For project ecosystems, buybacks are a double-edged sword. They require the use of protocol revenue or treasury reserves, which may crowd out funding for product development and ecosystem expansion. If small and medium-sized projects overly rely on buybacks, they may even weaken their long-term competitiveness. However, some projects choose to reinject the repurchased tokens back into the ecosystem, such as using them to reward users or support liquidity pools. This "buyback and reuse" strategy is more sustainable compared to the traditional "buyback and burn."
Investor confidence is another key dimension of buybacks. Buybacks are often seen as a sign of the project team's confidence in the future, especially in a sluggish market, as they can alleviate community panic. However, if buybacks fail to deliver on promises or yield poor results, they may instead trigger a crisis of trust. Historically, some projects have been accused of creating false prosperity through buybacks, even transferring tokens to controllable wallets instead of burning them, severely damaging community trust. Therefore, transparency and execution are crucial.
Buybacks also come with risks. Frequent or opaque buybacks may raise suspicions of market manipulation, especially in the crypto market where regulatory frameworks are lacking, and regulators like the U.S. SEC may intervene for scrutiny. Excessive buybacks may also lead to a too-low circulating supply, affecting trading activity and market depth, and even threatening liquidity. If a project's revenue sources are singular or the market remains sluggish, the financial sustainability of buybacks will also be tested.

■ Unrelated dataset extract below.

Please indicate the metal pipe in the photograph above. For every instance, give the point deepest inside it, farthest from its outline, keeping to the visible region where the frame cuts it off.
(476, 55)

Looking ahead, buyback strategies may evolve. Decentralized governance may allow communities to participate in decision-making through DAOs, enhancing transparency; dynamic buyback mechanisms could utilize smart contracts to automatically adjust the pace based on market conditions; models combining staking rewards may also create positive cycles. For project teams, successful buybacks require public disclosure of funding sources and execution details, balancing short-term interests with long-term development while focusing on product innovation and user growth. For investors, in the face of the buyback frenzy, it is essential to remain rational and focus on project fundamentals rather than chasing short-term fluctuations.
Conclusion
The recent wave of token buybacks in crypto projects is both an emergency response to market sluggishness and a proactive attempt to optimize token economics. It can boost prices and confidence in the short term, but the long-term effects depend on execution and market conditions. Buybacks are not a panacea; their success ultimately hinges on whether projects can find sustainable development paths amid turmoil. As the industry becomes more standardized and technology advances, this strategy may become more diversified, injecting new vitality into the crypto ecosystem.